We like flowers. They are beautiful, smell good, and make us feel thought of. But then they die. And we have to throw them away and wash the vase.
We like chocolate. Especially Lindor truffles. We enjoy the smooth, rich taste as they melt in our mouths. But then we have to brush them off our teeth. And we feel bad about the indulgence. Especially those of us who are trying to watch our weight. We feel like we’ve sabotaged our good habits for a passing moment of bliss.
So what can you get your wife for Valentine’s Day that won’t fade away within a week or come with a side of guilt? Financial security. No, I didn’t say you have to be rich. I said she needs to feel secure. Here are three ways you can give her that warm and fuzzy feeling that will last long past February 14.
Start An Emergency Fund
This winter I was snowed in with my two little kids when the roof started leaking. It was incredibly annoying and inconvenient. But I didn’t experience fear, anxiety or worry. I didn’t lose any sleep over it. Why not? I’m not superhuman, I just have an emergency fund.
Having an emergency fund gives a woman confidence that no matter what may come her way, she always has one less thing to worry about: money. Accidentally rear end someone because your kids are fighting in the back seat? At least you know you have the money to cover the repair. Your daughter jumps out of a tree and breaks her leg? At least you don’t have to worry about paying the medical bills. A parent dies on the other side of the country? Finances aren’t going to keep you from jumping on a plane to be with the ones you love.
Research shows that women are more prone to worry and anxiety than men. Love your wife enough to make it so that when hard times come, she has one less thing to worry about.
Buy Life Insurance
Have you ever experienced the death of someone close to you? It’s hard, isn’t it? The shock, grief, sense of loss, all of the emotions can be overwhelming. Now imagine that combined with having your source of income taken away. Terrifying? What if you add in some dependent children? Do you really want your wife to have to go through that?

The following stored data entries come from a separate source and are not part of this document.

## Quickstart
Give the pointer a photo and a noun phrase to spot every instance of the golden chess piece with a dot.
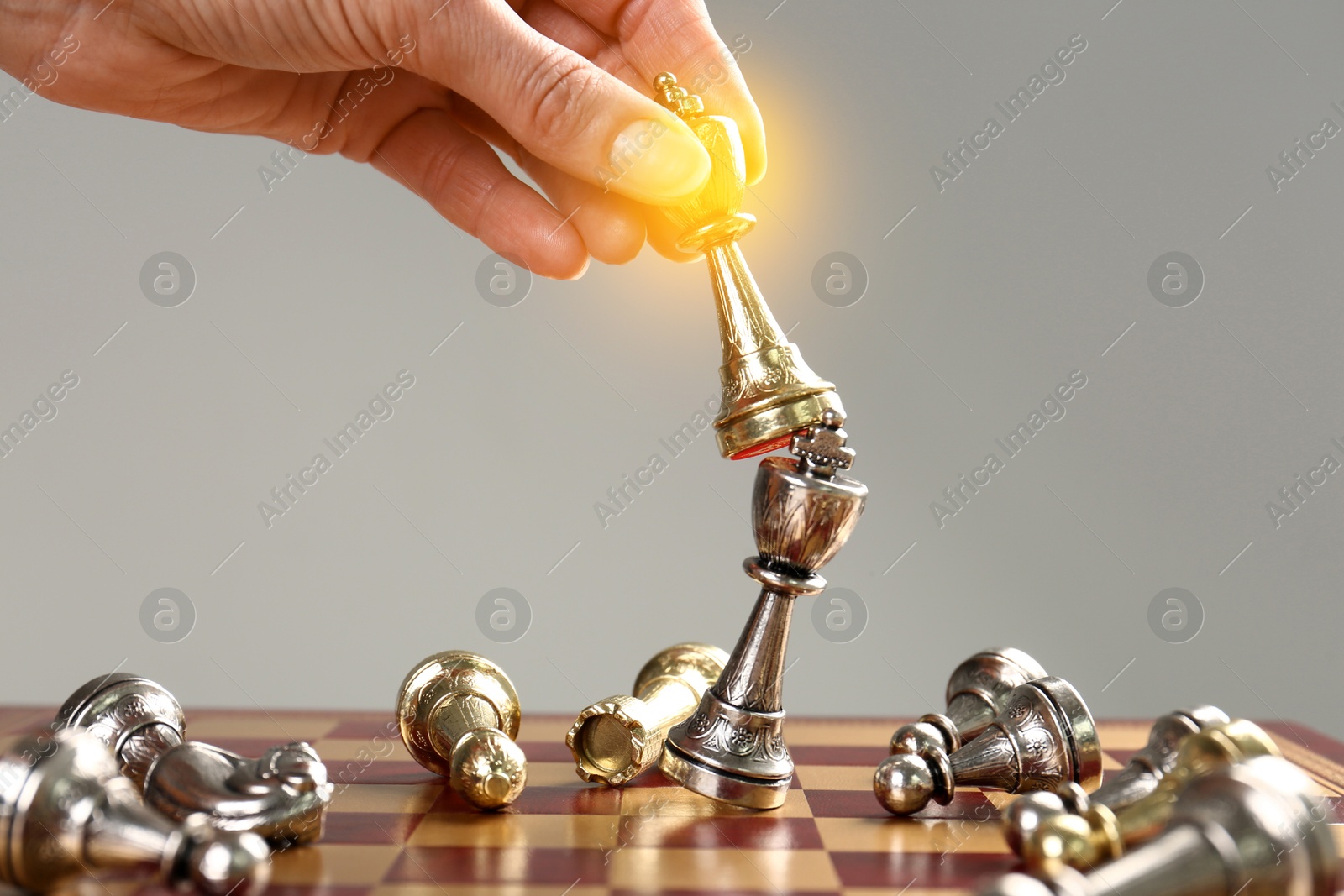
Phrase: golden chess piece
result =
(618, 738)
(769, 391)
(459, 715)
(65, 812)
(1137, 779)
(1100, 835)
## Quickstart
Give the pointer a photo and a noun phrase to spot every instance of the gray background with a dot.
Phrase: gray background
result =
(987, 296)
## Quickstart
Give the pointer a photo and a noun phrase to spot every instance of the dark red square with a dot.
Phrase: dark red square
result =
(470, 866)
(952, 871)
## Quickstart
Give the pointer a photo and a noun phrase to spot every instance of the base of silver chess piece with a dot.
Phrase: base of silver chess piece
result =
(976, 694)
(66, 812)
(732, 748)
(281, 795)
(1139, 778)
(1043, 736)
(1243, 831)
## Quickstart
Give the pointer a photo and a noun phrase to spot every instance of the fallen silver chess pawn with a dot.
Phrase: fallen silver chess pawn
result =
(66, 812)
(1242, 831)
(281, 795)
(1043, 736)
(1137, 779)
(976, 694)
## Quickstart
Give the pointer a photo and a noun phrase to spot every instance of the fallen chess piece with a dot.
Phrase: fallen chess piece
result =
(281, 795)
(976, 694)
(1242, 831)
(1139, 778)
(459, 716)
(803, 511)
(1043, 736)
(1099, 833)
(618, 738)
(66, 812)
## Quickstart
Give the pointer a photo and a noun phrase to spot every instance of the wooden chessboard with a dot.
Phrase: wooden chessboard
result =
(396, 831)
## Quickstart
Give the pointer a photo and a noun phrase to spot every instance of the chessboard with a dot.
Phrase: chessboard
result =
(396, 829)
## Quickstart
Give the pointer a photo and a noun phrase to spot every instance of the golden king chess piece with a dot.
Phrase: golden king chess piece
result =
(769, 391)
(616, 739)
(459, 715)
(1099, 835)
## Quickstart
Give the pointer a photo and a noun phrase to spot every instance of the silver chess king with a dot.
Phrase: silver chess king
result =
(732, 748)
(803, 510)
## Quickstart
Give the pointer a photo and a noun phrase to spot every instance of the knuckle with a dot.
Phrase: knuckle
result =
(557, 89)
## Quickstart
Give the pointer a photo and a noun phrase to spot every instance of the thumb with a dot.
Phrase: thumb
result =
(566, 110)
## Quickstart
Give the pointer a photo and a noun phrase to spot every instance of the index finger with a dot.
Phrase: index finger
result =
(678, 36)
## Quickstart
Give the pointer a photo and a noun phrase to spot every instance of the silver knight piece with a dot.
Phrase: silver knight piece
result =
(66, 812)
(1137, 779)
(1045, 735)
(281, 795)
(978, 691)
(1243, 831)
(732, 748)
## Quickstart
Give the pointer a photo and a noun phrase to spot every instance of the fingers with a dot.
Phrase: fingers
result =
(562, 107)
(612, 226)
(678, 36)
(465, 181)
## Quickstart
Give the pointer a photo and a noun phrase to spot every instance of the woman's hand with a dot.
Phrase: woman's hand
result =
(418, 89)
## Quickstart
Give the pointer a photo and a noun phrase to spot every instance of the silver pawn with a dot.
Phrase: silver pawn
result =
(1043, 736)
(976, 694)
(66, 812)
(1139, 778)
(281, 795)
(1245, 831)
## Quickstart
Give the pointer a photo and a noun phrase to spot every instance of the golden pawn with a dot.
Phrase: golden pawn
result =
(1101, 835)
(618, 738)
(459, 715)
(769, 391)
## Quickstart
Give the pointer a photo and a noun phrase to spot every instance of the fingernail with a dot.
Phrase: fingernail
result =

If your wife or family depend on your income at all, you need life insurance. Death happens. You don’t have to be old or a skydiver, it can happen to you. Your death would be a tragic and traumatic loss for your family. The least you can do is ensure that they would be financially secure in the midst of all the pain.
Save For Retirement
I know someone who literally told her husband, “For my birthday this year, I want to open a Roth IRA.” Now that’s a smart woman. Did you know that women are 80% more likely to be impoverished in retirement than men? This is because women tend to live longer than men.
In my situation, my husband is 5 years older than me. According to this handy life expectancy calculator, my life expectancy is 96 and his is 95. That means I have a good chance of living 6 years longer than him. When we plan for retirement, we need to plan to have enough for 6 more years than if he were planning on his own. I don’t want his end-of-life medical bills to leave me in poverty in my final years.
Unless you married an older woman, there’s a good chance your wife will outlive you. The calculator I used said that among our peers, women are expected to live 4 years longer than men. That would leave me 9 years as a widow. What’s the age difference between you and your wife?
Give your wife the sense of love and security that comes from knowing that you are planning for the future- even after you’re gone. Start saving for retirement. And start saving in such a way that your nest egg will outlive you so that your beloved wife will not spend her last years in poverty as so many women do.
This Valentine’s Day, give a gift that will keep on giving for years to come. Give a gift that will outlive you. Give your wife financial security. Isn’t she worth it?